In fact, just the opposite. We’d like to see the driver held up to public scorn, but state law prevents the city from releasing the owner’s name to the public.
For someone who so flouts the law and attempts at collection, however, there’s a better remedy. The owner ought to get the boot — that’s the colloquial term for a clamp that immobilizes a car whose owner has accumulated too many unpaid parking tickets.
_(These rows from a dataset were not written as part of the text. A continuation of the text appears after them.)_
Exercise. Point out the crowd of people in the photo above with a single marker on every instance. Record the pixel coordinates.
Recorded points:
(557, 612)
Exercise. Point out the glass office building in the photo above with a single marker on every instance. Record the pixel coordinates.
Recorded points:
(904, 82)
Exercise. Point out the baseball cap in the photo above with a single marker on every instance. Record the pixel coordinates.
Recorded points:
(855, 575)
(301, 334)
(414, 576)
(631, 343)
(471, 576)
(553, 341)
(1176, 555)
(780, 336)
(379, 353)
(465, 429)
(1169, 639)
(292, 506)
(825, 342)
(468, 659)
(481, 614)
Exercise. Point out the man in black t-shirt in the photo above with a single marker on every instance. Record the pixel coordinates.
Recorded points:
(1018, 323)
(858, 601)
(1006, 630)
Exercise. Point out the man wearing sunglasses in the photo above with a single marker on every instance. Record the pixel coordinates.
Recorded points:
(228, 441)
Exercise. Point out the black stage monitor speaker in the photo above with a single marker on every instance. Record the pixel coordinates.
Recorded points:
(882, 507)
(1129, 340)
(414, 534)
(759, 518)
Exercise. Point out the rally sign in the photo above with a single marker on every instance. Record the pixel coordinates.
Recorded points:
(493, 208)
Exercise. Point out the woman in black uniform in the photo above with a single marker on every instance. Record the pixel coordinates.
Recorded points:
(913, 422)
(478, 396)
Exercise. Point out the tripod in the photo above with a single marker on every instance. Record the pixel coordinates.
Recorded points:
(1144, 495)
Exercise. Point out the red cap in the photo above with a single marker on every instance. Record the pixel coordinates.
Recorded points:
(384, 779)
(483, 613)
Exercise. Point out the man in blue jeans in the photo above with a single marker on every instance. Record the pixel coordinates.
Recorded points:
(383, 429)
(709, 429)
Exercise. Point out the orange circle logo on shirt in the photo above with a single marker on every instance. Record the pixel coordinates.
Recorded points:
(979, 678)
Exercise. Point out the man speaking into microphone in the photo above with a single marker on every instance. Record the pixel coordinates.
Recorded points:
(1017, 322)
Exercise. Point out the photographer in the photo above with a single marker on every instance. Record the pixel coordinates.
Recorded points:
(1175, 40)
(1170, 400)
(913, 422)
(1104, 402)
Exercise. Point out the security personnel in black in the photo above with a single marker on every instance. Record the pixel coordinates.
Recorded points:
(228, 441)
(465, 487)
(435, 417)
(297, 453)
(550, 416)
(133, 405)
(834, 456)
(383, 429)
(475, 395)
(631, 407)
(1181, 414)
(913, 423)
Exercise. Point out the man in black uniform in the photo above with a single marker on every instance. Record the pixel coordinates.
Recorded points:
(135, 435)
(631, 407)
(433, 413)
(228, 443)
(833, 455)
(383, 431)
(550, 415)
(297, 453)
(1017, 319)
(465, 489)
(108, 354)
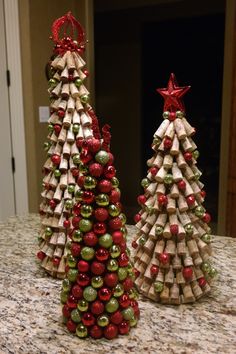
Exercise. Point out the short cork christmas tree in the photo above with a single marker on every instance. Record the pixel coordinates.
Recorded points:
(71, 121)
(172, 243)
(98, 294)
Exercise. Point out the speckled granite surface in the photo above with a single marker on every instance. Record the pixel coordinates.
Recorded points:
(30, 313)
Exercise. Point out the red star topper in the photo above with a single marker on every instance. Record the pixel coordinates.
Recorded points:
(173, 94)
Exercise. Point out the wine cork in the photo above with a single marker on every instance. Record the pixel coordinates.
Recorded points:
(57, 90)
(61, 63)
(180, 129)
(161, 174)
(169, 276)
(70, 61)
(85, 119)
(160, 245)
(65, 91)
(176, 172)
(168, 161)
(161, 219)
(74, 90)
(174, 192)
(186, 145)
(158, 161)
(174, 150)
(171, 205)
(170, 247)
(166, 231)
(181, 161)
(176, 262)
(189, 129)
(64, 75)
(160, 132)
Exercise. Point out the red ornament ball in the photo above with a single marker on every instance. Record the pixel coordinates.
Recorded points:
(98, 268)
(164, 258)
(101, 214)
(124, 327)
(71, 326)
(95, 169)
(187, 273)
(104, 186)
(110, 331)
(95, 332)
(83, 266)
(154, 270)
(77, 291)
(97, 307)
(111, 279)
(90, 239)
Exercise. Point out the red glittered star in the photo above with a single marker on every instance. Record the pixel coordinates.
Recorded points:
(173, 94)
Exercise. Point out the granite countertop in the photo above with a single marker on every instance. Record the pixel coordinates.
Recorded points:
(30, 311)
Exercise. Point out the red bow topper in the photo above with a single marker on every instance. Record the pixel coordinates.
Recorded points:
(71, 40)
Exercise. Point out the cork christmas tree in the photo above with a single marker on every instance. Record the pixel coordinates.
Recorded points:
(71, 121)
(172, 243)
(98, 294)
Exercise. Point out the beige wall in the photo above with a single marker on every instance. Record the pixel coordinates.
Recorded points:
(36, 18)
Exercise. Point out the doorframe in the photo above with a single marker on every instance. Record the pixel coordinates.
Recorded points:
(11, 15)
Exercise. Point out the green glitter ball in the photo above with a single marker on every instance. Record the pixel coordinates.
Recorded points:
(145, 182)
(103, 320)
(118, 290)
(128, 313)
(87, 253)
(113, 210)
(97, 281)
(71, 261)
(168, 179)
(159, 230)
(90, 182)
(72, 274)
(86, 211)
(112, 265)
(166, 115)
(102, 199)
(77, 236)
(76, 159)
(115, 182)
(81, 331)
(83, 304)
(75, 316)
(158, 286)
(89, 293)
(114, 251)
(102, 157)
(112, 305)
(85, 225)
(199, 211)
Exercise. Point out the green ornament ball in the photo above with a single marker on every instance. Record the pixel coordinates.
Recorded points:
(102, 199)
(158, 286)
(72, 274)
(112, 305)
(112, 265)
(85, 225)
(81, 331)
(83, 305)
(97, 282)
(103, 320)
(87, 253)
(75, 316)
(89, 293)
(105, 240)
(128, 313)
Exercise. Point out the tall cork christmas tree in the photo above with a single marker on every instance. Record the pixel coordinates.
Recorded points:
(71, 121)
(172, 244)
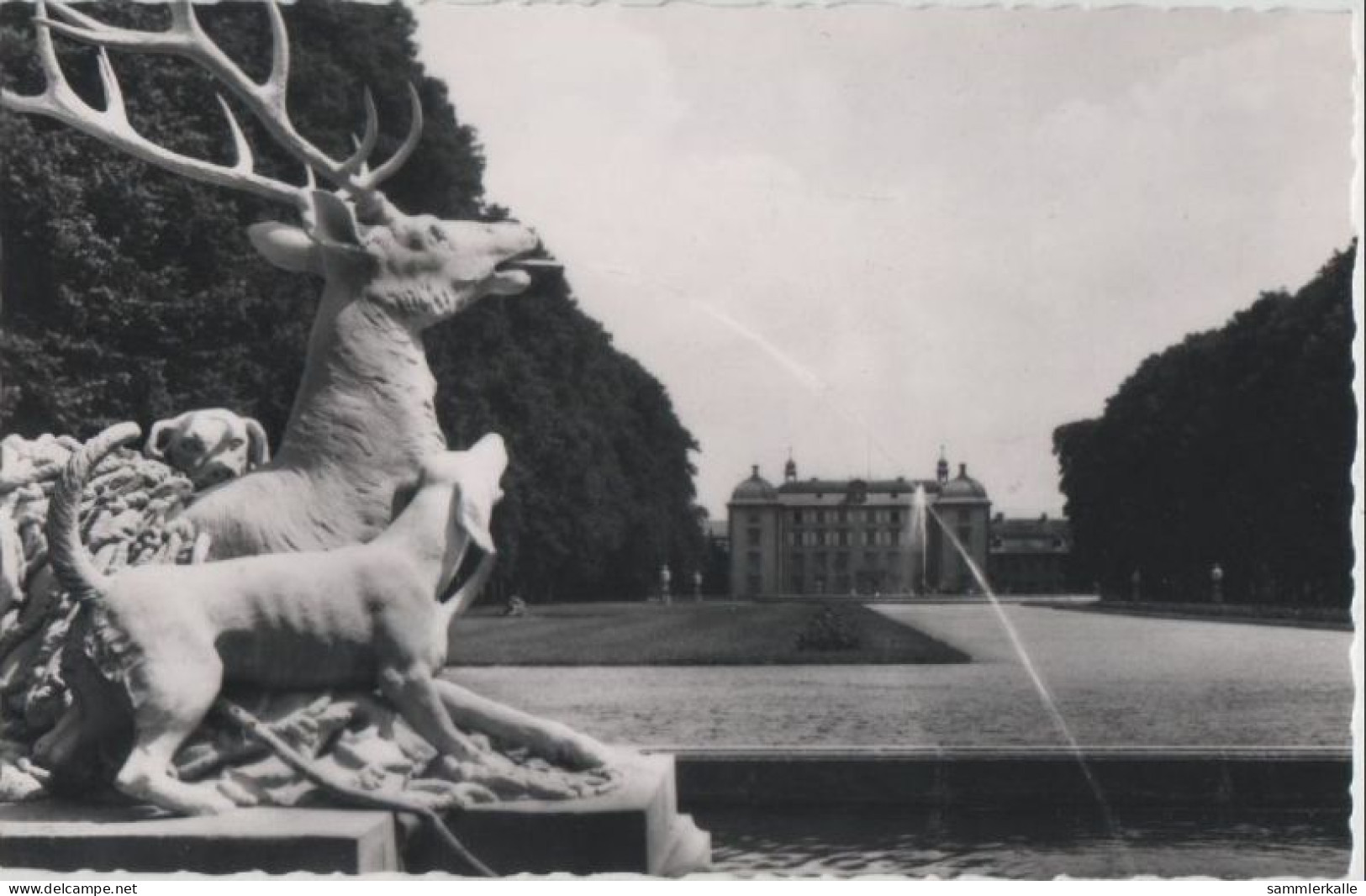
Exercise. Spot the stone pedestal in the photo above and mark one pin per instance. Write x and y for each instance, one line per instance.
(634, 828)
(78, 836)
It’s done with apparent success at Western Washington University, and it might just be time to try it in Bellingham, where the city has some $1.5 million in outstanding parking tickets.
In response to a Bellingham Herald story on the subject last week, Mayor Dan Pike said he would be discussing the matter with other city officials, some of whom have been reluctant to take such a drastic step as affixing the boot.
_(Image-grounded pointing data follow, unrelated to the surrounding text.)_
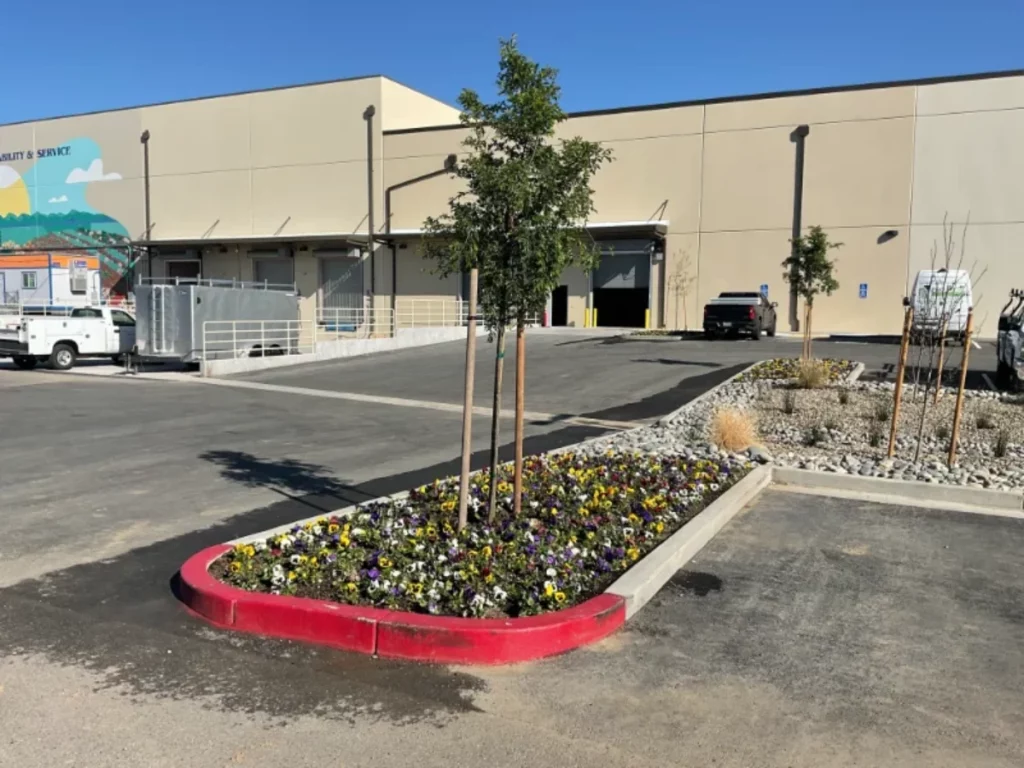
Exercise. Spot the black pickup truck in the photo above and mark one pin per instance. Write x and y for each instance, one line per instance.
(736, 313)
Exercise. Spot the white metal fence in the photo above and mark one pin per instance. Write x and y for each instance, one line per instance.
(228, 339)
(258, 338)
(360, 323)
(434, 312)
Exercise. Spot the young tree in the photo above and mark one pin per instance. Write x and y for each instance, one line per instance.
(809, 272)
(681, 283)
(521, 214)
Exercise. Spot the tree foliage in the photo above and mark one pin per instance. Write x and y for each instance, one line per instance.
(808, 268)
(520, 217)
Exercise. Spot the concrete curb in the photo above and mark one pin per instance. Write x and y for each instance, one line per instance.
(644, 580)
(394, 634)
(905, 492)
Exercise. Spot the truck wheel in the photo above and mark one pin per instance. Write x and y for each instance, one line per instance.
(62, 357)
(1003, 374)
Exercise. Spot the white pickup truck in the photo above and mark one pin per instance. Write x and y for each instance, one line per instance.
(61, 339)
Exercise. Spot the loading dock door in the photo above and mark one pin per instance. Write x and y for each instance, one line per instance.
(341, 286)
(622, 283)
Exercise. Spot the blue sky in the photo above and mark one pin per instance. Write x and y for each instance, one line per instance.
(83, 56)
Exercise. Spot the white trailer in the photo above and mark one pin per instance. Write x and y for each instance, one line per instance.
(60, 340)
But leaving a disabled car in the street until its owner pays up can have a positive effect — it shows everyone that the city isn’t afraid to use its muscle.
We’d urge Pike to order officials to try wheel clamps, or maybe even towing and impounding of such scofflaws’ cars.
We understand people’s aversion to feeding meters or juggling parking spots if they live or work downtown. Who can say they truly enjoy the hassle of hoarding change just to feed the meter? The city needs to address more long-term parking for residents and downtown workers, and city officials have promised they are working to solve that issue as they address the redevelopment of the formerly industrial waterfront.
And there is the apparent inequality of neighborhood shopping districts like Fairhaven, where there are no meters and parking is difficult.
But for the present, parking downtown is limited, and it’s going to get worse with new buildings such as the Whatcom Art and Children’s Museum that’s going up near the library.
Those scarce downtown parking spaces must remain open if local merchants, who make the Central Business District such a lively place, are to thrive. Sure, it’s free to park at Bellis Fair. The mall is an important economic asset to the city. But is the mall the heart and soul of our community?
No, downtown is.
We can encourage downtown workers to ride the bus, car pool, or park on the margins of the downtown core where spaces are free. And we can encourage downtown residents to find permanent parking solutions. All those options are better than taking up parking spaces that are sorely needed for the customers of downtown businesses.
But that doesn’t address the problem of unpaid tickets and fines in a constructive way. Neither does the endless cycle of ticketing, billing, and sending overdue fines to a collection agency.
According to The Herald’s reporting last week, some 76 percent of ticketed vehicles received only one ticket in 2007. Those people likely paid their $10 fines and kept a better eye on the meter, lest they get socked with another yellow envelope on the windshield.
Most of the others grudgingly pay their fines after a few more warning notices and perhaps a late fee. But we’re talking about habitual offenders who just won’t cough up what they owe. For them, the city needs the proverbial stick.